De acordo com a SADC, 72% das crianças afectadas encontrar-se-ão em seis países da região: Angola, Moçambique, República Democrática do Congo (RDC), Madagáscar, Tanzânia e Zâmbia.

Angola, Moçambique, Madagáscar e Zimbabwe estão também sinalizados pela SADC devido à fraca produção de alimentos, o que "indica um início precoce da estação magra [período de escassez], que irá agravar ainda mais os efeitos da covid-19".

No mesmo documento, a SADC refere que quase 5% das crianças até aos cinco anos em Angola e 4,4% em Moçambique enfrentam desnutrição aguda global.

Entre os países da África Austral mais afectados, as Comores são as que apresentam uma maior taxa de desnutrição aguda global, com 11,2% das crianças até aos cinco anos nesta situação, seguindo-se RDC (8,1%), Botswana (7,3%) e Namíbia (7,1%).

Por outro lado, Essuatíni (2%) e Lesoto (2,1%) apresentam a menor taxa de desnutrição aguda global.

No documento, a SADC analisa também a taxa de prevalência de atrofiamento entre as crianças da região, contabilizando mais de 18,7 milhões de crianças raquíticas.

"A prevalência do atrofiamento é superior a 30% - classificado como muito elevado -- em nove dos 16 Estados-membros da SADC", aponta a organização regional, acrescentando que "a redução do atraso de crescimento retardado está a ocorrer demasiado lentamente para cumprir os objectivos da Assembleia Mundial da Saúde 2025 ou os Objectivos de Desenvolvimento Sustentável 2030".

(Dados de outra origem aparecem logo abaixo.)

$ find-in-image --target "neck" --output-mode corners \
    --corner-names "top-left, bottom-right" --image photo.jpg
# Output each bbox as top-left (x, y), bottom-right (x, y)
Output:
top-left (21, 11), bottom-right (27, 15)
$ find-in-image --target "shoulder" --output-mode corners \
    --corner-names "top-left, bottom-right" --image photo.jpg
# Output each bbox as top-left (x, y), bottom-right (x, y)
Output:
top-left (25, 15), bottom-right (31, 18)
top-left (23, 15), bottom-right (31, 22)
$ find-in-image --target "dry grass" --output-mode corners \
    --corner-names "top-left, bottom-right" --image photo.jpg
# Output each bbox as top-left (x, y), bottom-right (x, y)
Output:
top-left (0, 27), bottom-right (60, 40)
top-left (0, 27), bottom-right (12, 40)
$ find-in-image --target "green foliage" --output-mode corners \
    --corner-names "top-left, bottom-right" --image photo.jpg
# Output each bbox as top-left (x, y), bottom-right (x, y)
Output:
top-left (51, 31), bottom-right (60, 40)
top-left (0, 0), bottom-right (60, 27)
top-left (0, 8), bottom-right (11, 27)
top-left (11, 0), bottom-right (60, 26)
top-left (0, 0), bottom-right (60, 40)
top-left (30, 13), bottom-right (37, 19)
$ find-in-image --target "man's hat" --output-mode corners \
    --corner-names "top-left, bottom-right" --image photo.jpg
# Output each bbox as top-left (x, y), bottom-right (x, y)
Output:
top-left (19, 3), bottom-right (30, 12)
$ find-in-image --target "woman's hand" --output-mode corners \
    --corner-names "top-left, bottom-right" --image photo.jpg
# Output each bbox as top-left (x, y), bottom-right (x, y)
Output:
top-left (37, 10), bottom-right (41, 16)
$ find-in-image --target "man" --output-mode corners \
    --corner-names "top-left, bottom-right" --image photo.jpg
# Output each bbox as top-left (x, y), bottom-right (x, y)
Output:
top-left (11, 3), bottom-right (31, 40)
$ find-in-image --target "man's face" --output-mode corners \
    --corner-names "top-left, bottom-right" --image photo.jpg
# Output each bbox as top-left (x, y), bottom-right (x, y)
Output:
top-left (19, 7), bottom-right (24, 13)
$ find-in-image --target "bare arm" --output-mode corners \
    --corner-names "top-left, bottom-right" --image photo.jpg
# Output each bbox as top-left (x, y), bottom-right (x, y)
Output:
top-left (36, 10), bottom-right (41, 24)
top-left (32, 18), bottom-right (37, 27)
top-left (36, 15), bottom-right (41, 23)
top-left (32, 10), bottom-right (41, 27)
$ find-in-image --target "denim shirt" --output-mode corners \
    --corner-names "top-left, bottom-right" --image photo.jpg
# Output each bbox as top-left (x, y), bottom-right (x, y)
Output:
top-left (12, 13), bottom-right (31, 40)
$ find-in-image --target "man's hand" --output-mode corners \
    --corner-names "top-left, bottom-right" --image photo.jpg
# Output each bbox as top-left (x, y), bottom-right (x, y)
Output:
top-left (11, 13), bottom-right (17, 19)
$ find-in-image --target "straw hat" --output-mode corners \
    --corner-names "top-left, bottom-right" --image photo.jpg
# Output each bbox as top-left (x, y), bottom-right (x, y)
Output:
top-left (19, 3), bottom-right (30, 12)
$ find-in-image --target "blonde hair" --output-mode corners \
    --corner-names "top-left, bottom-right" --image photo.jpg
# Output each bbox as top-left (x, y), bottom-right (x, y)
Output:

Os dados apresentados no relatório colocam Moçambique como o segundo país da África Austral com a maior taxa de prevalência de atrofiamento, com 42,3%, apenas atrás da RDC (42,7%), e à frente de Madagáscar (41,6%), Malawi (39%) e Angola, que ocupa o quinto lugar dos países mais afectados, com 37,6%.

No documento, a SADC recorda que a África Austral "é propensa a choques climáticos extremos recorrentes" e que em apenas uma das últimas cinco épocas de cultivo houve precipitações normais.

Em 2019, os "repetidos choques climatéricos extremos", como os furacões Idai e Kenneth e a prolongada seca, resultaram "na maior insegurança alimentar aguda da última década".

Actualmente, a organização regional estima que haja cerca de 44,8 milhões de pessoas em situação de insegurança alimentar.